As we reach the one- year anniversary of the earthquake, our assistance efforts continue, both big and small. With the immediate crisis over, there is time to focus on the longer term - restoring what was lost and preparing for what may come. This includes support to recover and stabilize the structural integrity and security of one of Mexico's irreplaceable religious buildings damaged in the earthquake: the Ex Convent of Saint Martin of Tours in Puebla.
One year on, some local schools continue to be severely impacted by earthquake damage. Mexico City's Technical High School # 73, located in Cuajimalpa, on the outskirts of Mexico City, lost classrooms and equipment. The U.S. government helped the school re-equip their computer room, and will support ongoing reconstruction efforts that will continue into 2019.
But these efforts are only the latest installation in our continued support for our southern neighbor. What follows is a list of U.S. government earthquake assistance for the year to come:
Support for USAR Team in Jalisco – Planned for late September 2018, the project will help to restore the operational capacities of the USAR team in Jalisco, whose equipment suffered damage following the 2017 earthquakes. The assistance will restore the operational capacities of the State Unit for Civil Protection and Firefighters of the State of Jalisco through specialized equipment donations.
Support for USAR team in Mexico City – A project to re-supply the Rescue and Medical Emergency Squadron in Mexico City. Scheduled for late September 2018, it will help to restore the squadron's operational capacities, which lost critical equipment in the earthquake.

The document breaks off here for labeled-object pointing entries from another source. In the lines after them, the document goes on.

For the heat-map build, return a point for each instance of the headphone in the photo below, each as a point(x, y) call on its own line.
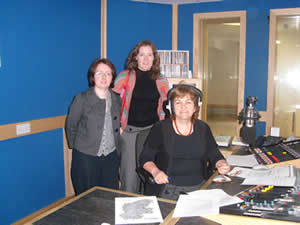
point(169, 104)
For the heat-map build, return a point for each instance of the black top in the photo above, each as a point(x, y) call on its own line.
point(144, 101)
point(187, 164)
point(183, 158)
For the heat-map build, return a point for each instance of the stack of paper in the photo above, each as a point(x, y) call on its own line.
point(200, 203)
point(238, 141)
point(242, 160)
point(284, 176)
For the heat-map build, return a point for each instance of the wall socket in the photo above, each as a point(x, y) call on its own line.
point(23, 128)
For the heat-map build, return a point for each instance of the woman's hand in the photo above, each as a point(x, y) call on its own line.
point(159, 176)
point(223, 167)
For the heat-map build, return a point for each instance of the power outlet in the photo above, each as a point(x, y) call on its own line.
point(23, 128)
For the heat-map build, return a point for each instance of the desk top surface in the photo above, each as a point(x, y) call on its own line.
point(97, 206)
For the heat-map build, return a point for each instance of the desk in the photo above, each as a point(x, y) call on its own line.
point(97, 206)
point(93, 207)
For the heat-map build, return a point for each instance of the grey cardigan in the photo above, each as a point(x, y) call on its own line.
point(85, 121)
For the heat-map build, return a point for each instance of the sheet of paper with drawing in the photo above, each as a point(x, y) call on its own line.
point(137, 210)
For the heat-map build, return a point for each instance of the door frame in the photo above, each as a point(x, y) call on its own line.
point(198, 55)
point(274, 13)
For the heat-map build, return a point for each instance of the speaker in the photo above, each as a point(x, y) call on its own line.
point(169, 104)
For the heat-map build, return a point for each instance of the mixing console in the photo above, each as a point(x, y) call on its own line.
point(278, 153)
point(280, 203)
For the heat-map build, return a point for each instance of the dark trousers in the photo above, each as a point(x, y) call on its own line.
point(88, 171)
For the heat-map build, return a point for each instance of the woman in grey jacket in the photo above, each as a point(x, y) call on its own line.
point(93, 130)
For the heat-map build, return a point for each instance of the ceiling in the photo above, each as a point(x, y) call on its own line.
point(179, 2)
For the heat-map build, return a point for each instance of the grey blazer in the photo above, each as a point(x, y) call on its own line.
point(85, 121)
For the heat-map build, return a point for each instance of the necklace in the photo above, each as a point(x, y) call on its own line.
point(180, 132)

Support for Mexico Secretary of Navy (SEMAR) First Responders – Slated for November 2018, this project will provide USAR training and equipment to first responders of SEMAR, building capacity for potential international rescue operations and capacity building to respond to catastrophic disasters.
Support for Mexico Secretary of Defense (SEDENA) First Responders – Planned for November 2018, this project will provide USAR training and equipment donations to first responders of SEDENA, building capacity for potential international rescue operations and building capacity to respond to catastrophic disasters.
Capacity Building to Conduct Damage Assessments in Mexico City – The U.S. government, through a grant to Miyamoto of California, helped strengthen the earthquake response capacity of Mexico City, by working with local structural engineering associations and public and private sector engineers to conduct detailed structural assessments of earthquake-affected buildings in Mexico.
About the Author: Arthur Evans serves as an Assistant Information Officer at U.S. Embassy Mexico City.
Editor's Note: This entry also appears in the U.S. Department of State's publication on Medium.